The strategies the authors propose are similar to the ideas put forward by “One Health”, which came out of a conference in 2004 held in response to the zoonotic flu viruses that had been identified in a number of countries at the beginning of the 21st century.
The health of whole ecosystems, and of the plants and wildlife within them, is indivisible. Mental health is included here, as stressed humans and animals have impaired immune systems which increases the risk of the spread of infections).
The strategy to address these issues is very broad. It extends to the housing, diet, and emotional well-being of all people, as well as the environmental welfare of the forests we live near.
Making “one health” an effective global strategy would require a huge shift in the way business, farming, and governments operate, and run up against many capitalist norms.

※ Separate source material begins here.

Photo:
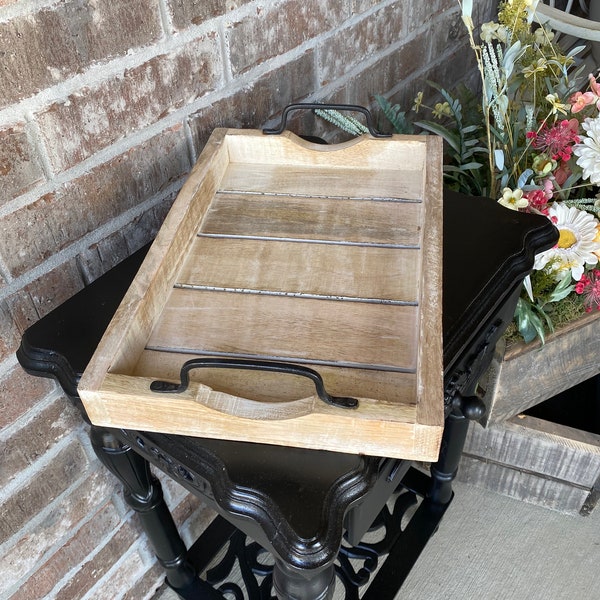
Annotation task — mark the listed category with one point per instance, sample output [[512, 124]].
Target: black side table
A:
[[309, 509]]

The major companies who turn a good profit from industrial farming, mining, logging, and other activities generating deforestation, will not subordinate those profits to welfare concerns unless they are forced to do so. And in some of the countries that carry out most deforestation (such as Brazil) governments have recently been unwilling even to nudge them.
So the “one world” model appears unlikely to be achieved under capitalism. But it remains the job of socialists and the working class to push for transitional demands that may help to reduce the risks in the near future. International standards on welfare of animals could be implemented through international agreements.
Campaigns targeting companies which profit from plundering these forests can have effect.
China has made some changes to how its wildlife trade is conducted since Covid 19 emerged, but globally the risks of another pandemic remain high. Indeed, the next pandemic may be worse. The ruling classes and their profiteering businesses are pushing that way.